Since 1996, children of San Carlos and Redwood City have been receiving academic support from Healthy Cities Tutoring.
Healthy Cities Tutoring (HCT) is a non-profit organization devoted to cultivating San Carlos’ and Redwood City’s youth with help from volunteers who assist students who struggle in school.
“Community volunteers provide one-on-one tutoring and mentoring for children to improve their academic performance, engagement in learning and self-esteem,” Cris Adair, the development and volunteer coordinator of HCT, said.
The organization was created after the city of San Carlos decided to put more effort into the development of children and families from the community.
“HCT was formed 21 years ago through a Healthy Cities grant to the city of San Carlos,” Adair said. “A committee was formed to determine the best use of the funds and they chose to support children and families.”

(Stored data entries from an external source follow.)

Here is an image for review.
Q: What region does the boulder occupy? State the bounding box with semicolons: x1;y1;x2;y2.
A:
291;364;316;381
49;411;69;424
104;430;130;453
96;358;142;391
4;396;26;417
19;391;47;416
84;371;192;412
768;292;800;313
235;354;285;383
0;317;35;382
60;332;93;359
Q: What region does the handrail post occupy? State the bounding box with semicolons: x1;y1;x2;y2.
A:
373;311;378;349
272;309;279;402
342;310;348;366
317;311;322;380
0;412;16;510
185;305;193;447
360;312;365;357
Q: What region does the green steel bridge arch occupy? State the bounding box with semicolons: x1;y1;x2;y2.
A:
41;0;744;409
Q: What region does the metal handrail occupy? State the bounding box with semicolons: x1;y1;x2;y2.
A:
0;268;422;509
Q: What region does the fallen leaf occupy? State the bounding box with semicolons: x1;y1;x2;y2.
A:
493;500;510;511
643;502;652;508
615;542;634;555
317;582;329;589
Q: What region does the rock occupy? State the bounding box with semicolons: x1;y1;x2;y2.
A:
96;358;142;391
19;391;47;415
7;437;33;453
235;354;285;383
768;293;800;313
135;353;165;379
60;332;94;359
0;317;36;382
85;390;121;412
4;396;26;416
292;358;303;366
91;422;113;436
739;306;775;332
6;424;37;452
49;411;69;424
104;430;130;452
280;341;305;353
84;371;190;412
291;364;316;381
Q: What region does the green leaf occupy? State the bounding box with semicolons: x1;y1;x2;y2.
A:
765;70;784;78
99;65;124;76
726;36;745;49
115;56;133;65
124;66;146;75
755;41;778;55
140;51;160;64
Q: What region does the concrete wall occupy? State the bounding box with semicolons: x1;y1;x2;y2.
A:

Through HCT, adults, teenagers, and children bond through the mutual desire to learn. Tutors help children with topics they struggle with and in turn, create a relationship that lasts for years.
“I really like being able to help him learn while also being a friend to him,” Ethan Mayoss, a sophomore and tutor, said when talking about a student. “Since I’ve been with the same kid since when I started, it’s been really cool to see him go through every grade and see how he’s changed.”
HCT provides a chance for people to give back to their community and help to a child who needs it.
“I got involved because I love working with kids and wanted to help make a difference for someone,” Alexis Shohet, another sophomore and tutor, said.
HCT inspires kids to do well in school and keep up their school work. With the help of their tutors, the kids stay focused and optimistic.
“My goal with tutoring is to keep the kid I work with engaged in school and happy to come to tutoring each week,” Shohet said.
Tutors can help make a difference in someone else’s life.
“The most rewarding part about tutoring for me is the moment when my kid finally understands what he is learning,” Mayoss said. “It makes me happy to see that he understands.”